The chickens have come home to roost...
Mud chickens that is. For the last three days we have been receiving water from the sky. A very unlikely event for 2011. We normally will have over 34 inches of rain by this time each year. This year we have 11 inches to date and about an inch of that fell in the last three days.
We have become grudgingly accustomed to this year. In addition to the lack of rain there has been many days of over 100 degree temperatures so that by now, when it is only in the mid to upper nineties, it feels relatively cool. We have altered our lives to the extent that we water our struggling vegetable garden every single day. We do this in spite of a water ban because of a happy little loophole in that ban.
If you water with a sprinkler system, you are relegated to watering only two days a week and those days are specified by whether your house address ends in an even or odd number.
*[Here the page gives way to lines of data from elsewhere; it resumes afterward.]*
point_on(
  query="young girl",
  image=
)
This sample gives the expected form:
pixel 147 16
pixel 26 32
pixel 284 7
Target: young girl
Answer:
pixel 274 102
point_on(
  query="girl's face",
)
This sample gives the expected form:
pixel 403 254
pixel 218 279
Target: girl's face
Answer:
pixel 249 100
The ban also requires you to water at certain very inconvenient times, basically from sundown to sunup. The loophole is that you can water to your hearts content any day of the week and at any time if you hold the hose. Now that is already our basic way of watering because it is much more efficient and effective than using a sprinkler. If we were watering our vegetable plants with a sprinkler we would have either 1. dead plants because we would not be getting enough water to the plants we want to cherish and instead be watering the entire yard, or 2. have a water bill that pushes into four figures a month. So the ban has not actually limited our watering of the plants.
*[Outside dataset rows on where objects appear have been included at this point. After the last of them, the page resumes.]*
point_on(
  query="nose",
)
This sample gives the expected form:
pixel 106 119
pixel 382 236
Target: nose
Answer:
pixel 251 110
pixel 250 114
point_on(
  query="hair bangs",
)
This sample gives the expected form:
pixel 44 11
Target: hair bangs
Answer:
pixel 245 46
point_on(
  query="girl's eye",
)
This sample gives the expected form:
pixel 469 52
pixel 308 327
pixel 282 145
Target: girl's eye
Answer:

The plants have shown their appreciation of this by dying by degrees instead of all at once. The attrition level continues to climb as these poor plants, faced with a pitiless cloud free sun and temperatures more suited to cooking decide it is just not worth it and finally expire. Others valiantly struggle onward. The attrition has been worse on the cucumbers. My husband has been nurturing and coddling these guys with cleverly placed shade cloths that he must remove at sunrise so they can get some sun but recover by noon or they just fry away. If we get even one cucumber this fall it will be due to his undying cucumber loyalty.
In the beginning of September the 100 degree plus hatred of the Mega-Summer relented for about a week and we had temperatures in the 60s at night and 80s in the day. The effect on everyone was transformative. Unfortunately that kind of weather is so foreign to this part of the world it quickly continued its journey to its actual home somewhere far, far from here, but it did the job. Mega-Summer was vanquished and although our temperatures have crept back into Summer realms, the waning daylight has effectively nixed any more of those 109 degree days.
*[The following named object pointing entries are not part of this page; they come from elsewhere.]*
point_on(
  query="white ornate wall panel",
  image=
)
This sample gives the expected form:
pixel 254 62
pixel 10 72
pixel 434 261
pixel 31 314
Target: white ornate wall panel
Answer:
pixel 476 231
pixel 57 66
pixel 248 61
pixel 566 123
And then it rained. It wasn't just me who upon hearing the rain became startled and confused (what is that sound???) others reported the same. I had to actually walk out into a pelting shower in order to seek the long forgotten umbrella somewhere hidden in my car. It was raining - oh joy!!!
The joy has been somewhat diminished by its effect on a portion of our pathway in the garden. At the first of the year when we were breaking ground on the new garden areas we found a brilliant solution to what to do with all the tons of clay we were unearthing. We will just put it into the pathway and sprinkle it with grass seed and presto - instant grassy path. We pulverized the clay and bought the grass seed and waited for a rainy day. Fast forward about six months. That clay path has become powder and now that it has rained enough to actually wet the soil it has become a clay bog.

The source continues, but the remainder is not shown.